A busca por conexões reais fez da vulnerabilidade o principal fator de atração romântica para 31% dos jovens da geração Z no Brasil, que priorizam a segurança para mostrar suas particularidades e inseguranças logo no início das conversas. Os dados são de uma pesquisa inédita do aplicativo de relacionamentos Hinge, realizada com 2 mil usuários no país entre dezembro de 2025 e janeiro de 2026.

O estudo joga luz sobre uma mudança de comportamento global desse grupo, que tenta superar o medo do julgamento alheio para abandonar a era dos namoros performáticos e construir laços mais profundos no ambiente digital.

O que você precisa saber

Nesse novo cenário, a transparência deixou de ser um mero diferencial e passou a ser uma expectativa real desde o primeiro contato virtual. Ao contrário das gerações anteriores, que costumavam filtrar defeitos e focar em respostas milimetricamente calculadas para impressionar o par, a gen Z quer saber de antemão se vale a pena investir tempo e se abrir. A dinâmica inverte a lógica tradicional dos aplicativos de namoro, transformando o que antes era visto como fraqueza ou exposição excessiva em um poderoso imã de interesse mútuo.

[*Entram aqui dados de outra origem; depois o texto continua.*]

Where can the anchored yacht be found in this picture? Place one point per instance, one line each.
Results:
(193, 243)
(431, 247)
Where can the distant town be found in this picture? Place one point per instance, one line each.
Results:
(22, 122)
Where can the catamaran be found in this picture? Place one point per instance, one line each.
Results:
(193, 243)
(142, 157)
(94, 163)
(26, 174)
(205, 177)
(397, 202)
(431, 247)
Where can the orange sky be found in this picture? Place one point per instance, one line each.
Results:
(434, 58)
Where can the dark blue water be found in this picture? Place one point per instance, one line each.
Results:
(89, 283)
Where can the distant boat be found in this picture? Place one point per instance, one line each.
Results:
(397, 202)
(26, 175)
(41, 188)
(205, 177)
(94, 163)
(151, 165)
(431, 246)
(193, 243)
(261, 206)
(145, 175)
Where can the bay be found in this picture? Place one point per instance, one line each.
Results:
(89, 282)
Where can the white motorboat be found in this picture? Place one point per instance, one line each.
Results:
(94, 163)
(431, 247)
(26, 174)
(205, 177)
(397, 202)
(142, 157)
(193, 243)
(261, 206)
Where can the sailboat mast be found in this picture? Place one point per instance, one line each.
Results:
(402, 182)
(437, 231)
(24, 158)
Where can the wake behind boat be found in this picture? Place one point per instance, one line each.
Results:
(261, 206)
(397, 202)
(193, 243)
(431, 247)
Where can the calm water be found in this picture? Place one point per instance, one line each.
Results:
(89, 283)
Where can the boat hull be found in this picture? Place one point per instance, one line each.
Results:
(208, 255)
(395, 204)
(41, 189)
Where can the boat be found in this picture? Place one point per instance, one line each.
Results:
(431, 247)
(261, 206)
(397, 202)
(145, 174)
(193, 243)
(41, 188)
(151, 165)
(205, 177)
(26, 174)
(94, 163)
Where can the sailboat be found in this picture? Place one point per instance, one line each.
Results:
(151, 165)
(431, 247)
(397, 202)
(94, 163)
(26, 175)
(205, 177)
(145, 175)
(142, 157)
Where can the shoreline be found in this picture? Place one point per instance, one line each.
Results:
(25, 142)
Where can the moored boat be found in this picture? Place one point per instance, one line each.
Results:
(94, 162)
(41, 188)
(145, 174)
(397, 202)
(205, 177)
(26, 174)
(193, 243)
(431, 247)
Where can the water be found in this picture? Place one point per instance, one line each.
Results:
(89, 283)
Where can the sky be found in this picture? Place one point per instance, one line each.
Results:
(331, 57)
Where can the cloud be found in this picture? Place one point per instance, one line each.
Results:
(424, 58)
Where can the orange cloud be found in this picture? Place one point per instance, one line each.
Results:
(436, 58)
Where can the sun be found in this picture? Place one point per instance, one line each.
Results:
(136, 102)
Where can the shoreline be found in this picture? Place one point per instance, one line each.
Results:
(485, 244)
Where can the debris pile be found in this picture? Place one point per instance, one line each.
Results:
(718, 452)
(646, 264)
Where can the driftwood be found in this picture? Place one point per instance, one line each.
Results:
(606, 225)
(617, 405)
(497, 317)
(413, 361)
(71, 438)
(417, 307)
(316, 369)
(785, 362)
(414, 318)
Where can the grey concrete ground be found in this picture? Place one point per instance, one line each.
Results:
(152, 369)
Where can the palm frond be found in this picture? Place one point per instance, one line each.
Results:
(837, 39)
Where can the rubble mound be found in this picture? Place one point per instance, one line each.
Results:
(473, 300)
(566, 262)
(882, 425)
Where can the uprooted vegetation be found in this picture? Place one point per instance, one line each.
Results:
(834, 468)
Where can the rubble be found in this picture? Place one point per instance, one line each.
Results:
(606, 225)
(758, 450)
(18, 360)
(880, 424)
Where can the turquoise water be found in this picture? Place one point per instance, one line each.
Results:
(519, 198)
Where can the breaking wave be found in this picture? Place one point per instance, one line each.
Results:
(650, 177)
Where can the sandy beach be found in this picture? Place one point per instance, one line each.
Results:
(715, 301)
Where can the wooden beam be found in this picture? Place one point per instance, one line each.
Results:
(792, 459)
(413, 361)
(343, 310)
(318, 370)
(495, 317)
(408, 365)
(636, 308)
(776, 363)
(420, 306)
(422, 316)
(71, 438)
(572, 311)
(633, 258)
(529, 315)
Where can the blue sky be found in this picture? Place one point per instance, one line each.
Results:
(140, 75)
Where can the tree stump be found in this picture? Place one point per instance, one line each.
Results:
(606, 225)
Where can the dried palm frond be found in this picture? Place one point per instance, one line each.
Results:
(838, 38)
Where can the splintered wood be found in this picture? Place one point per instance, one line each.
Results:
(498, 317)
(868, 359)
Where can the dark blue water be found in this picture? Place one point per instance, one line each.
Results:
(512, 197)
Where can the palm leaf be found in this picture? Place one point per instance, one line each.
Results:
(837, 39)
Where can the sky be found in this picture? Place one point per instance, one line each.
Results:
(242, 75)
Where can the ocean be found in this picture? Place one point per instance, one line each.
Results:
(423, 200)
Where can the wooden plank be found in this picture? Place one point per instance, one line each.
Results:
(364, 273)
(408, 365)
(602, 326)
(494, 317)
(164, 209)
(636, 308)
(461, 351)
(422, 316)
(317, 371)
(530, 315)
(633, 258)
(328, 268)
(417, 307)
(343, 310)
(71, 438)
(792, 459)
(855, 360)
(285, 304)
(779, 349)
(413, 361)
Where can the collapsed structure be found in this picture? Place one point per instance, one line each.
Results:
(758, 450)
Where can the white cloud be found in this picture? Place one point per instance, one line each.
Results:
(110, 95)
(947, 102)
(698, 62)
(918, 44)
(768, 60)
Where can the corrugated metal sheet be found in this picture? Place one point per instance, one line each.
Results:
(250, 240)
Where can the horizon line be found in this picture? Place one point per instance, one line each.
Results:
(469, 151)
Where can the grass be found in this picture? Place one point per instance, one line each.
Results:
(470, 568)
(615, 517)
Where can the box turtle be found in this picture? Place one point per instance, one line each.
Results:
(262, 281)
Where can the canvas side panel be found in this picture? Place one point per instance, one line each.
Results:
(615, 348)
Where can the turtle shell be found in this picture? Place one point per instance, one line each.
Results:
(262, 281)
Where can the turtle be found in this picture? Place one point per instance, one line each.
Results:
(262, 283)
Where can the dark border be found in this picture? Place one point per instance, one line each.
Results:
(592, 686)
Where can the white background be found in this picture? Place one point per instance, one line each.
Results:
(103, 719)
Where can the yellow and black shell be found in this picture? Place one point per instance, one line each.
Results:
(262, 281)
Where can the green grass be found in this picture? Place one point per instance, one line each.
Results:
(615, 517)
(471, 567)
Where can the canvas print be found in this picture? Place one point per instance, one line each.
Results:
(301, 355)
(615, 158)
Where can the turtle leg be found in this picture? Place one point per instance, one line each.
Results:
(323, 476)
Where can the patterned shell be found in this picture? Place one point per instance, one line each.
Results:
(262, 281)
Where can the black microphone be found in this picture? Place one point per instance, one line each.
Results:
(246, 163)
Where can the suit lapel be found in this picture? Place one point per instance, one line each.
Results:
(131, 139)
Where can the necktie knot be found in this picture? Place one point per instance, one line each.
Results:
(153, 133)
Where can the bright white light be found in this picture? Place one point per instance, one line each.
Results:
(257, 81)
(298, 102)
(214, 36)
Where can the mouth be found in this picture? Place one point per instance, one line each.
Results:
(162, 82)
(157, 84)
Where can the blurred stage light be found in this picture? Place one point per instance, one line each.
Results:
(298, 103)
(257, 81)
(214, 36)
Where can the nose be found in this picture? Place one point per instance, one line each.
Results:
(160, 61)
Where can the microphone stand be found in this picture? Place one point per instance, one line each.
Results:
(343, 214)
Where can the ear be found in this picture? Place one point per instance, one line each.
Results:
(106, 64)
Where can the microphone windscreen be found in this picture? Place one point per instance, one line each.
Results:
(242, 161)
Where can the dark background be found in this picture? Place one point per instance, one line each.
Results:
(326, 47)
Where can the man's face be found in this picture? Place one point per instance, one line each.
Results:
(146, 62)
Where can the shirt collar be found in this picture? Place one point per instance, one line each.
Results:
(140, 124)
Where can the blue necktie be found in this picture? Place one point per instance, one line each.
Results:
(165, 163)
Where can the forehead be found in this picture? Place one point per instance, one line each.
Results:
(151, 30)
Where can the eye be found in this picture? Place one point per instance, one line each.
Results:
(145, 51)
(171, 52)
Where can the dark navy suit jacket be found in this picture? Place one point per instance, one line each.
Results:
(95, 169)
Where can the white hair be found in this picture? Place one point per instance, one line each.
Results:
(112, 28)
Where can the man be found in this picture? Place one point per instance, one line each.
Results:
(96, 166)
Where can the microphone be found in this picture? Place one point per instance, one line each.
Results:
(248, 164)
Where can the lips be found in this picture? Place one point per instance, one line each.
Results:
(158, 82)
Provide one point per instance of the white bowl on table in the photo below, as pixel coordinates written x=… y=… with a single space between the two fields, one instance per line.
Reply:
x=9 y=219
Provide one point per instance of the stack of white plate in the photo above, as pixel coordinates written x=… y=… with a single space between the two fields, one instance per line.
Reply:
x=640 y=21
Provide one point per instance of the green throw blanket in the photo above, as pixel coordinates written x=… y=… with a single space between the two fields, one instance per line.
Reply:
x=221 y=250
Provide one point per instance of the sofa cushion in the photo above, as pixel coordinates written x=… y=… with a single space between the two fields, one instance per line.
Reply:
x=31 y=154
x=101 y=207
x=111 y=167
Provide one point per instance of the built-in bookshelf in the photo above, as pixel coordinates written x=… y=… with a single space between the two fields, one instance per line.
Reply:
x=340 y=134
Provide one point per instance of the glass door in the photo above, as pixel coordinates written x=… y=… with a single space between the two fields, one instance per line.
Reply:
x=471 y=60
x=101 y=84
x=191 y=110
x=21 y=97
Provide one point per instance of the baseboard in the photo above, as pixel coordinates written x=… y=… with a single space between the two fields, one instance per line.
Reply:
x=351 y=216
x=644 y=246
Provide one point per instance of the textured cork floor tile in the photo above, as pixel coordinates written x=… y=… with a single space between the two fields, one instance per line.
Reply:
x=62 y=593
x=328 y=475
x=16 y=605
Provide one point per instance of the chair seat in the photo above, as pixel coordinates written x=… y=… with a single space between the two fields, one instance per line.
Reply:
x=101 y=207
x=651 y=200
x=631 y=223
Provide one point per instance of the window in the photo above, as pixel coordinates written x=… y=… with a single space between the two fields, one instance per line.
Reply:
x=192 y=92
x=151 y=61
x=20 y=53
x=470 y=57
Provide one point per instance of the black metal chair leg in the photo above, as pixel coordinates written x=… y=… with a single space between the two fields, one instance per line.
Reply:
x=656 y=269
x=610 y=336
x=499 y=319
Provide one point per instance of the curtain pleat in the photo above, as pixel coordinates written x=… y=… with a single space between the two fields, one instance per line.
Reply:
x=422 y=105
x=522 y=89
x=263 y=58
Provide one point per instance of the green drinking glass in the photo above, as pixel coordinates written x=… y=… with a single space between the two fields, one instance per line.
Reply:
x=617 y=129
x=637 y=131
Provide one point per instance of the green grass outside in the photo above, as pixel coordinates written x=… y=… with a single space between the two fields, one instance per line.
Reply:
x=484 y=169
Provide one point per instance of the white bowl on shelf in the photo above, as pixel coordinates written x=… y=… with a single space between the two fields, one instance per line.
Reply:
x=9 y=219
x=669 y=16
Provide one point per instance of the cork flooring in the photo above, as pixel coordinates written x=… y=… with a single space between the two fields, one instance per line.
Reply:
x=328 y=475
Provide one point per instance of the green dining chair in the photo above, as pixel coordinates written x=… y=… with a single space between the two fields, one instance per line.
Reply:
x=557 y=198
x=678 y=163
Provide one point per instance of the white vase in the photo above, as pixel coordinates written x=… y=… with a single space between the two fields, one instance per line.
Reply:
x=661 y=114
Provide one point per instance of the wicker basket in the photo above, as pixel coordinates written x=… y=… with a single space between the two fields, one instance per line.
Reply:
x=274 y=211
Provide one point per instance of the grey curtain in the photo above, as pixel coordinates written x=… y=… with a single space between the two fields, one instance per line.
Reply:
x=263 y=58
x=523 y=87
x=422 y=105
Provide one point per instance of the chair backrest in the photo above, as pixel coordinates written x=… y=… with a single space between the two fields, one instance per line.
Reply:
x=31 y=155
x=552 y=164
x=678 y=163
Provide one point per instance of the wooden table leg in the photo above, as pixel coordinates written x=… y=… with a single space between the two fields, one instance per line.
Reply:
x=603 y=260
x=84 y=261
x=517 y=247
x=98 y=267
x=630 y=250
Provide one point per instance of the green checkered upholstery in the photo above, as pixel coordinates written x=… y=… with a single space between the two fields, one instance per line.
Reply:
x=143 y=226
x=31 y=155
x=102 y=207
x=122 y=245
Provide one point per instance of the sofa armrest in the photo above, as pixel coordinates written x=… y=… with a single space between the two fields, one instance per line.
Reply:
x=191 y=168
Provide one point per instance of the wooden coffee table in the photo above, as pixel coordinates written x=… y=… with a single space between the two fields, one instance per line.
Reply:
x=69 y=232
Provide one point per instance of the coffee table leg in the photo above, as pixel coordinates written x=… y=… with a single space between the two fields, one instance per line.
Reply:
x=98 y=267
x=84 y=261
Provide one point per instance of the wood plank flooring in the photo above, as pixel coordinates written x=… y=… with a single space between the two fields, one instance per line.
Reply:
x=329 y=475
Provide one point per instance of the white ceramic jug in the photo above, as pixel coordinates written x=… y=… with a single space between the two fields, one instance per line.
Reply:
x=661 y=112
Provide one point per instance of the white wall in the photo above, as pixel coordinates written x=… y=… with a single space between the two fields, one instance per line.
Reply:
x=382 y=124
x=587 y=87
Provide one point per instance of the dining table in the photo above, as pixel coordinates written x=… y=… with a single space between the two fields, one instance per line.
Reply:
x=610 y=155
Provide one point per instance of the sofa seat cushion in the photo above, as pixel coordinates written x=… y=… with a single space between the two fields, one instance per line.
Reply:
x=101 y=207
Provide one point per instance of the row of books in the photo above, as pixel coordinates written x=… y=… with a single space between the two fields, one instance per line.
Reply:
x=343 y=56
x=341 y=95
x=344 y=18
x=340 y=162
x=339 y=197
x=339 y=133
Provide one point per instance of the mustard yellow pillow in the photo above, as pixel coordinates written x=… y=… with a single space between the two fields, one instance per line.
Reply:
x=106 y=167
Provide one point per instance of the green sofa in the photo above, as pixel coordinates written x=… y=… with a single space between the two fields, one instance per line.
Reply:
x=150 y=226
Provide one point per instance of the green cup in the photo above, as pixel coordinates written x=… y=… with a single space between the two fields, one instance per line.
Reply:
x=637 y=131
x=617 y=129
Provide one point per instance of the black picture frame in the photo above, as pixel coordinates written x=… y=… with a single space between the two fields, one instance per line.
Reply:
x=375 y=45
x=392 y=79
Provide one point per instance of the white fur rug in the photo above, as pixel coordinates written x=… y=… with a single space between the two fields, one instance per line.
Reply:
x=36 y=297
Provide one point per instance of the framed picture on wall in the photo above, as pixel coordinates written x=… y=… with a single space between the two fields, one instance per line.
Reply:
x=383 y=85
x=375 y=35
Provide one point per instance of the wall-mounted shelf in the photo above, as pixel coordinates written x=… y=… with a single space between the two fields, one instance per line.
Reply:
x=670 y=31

O estudo, divulgado em novembro do ano passado, mostrou que 84% da geração Z quer encontrar novas formas de construir conexões mais profundas

O fim dos relacionamentos de vitrine

A virada de comportamento liderada pelos mais novos sepulta a antiga lógica da performance nas redes e plataformas de encontros. Por muito tempo, os usuários se valeram de táticas para causar a impressão ideal, escolhendo a foto perfeita e sustentando diálogos artificiais para parecerem mais interessantes.

“Quando há uma diferença entre a forma como achamos que deveríamos agir e nos comunicar e a forma como realmente queremos nos expressar, os encontros podem se tornar menos genuínos e satisfatórios”, avalia Moe Ari Brown, psicólogo de casais e especialista em amor e conexões do Hinge. Para ele, as conexões ganham força quando ambas as partes se sentem livres para participar da maneira que desejam.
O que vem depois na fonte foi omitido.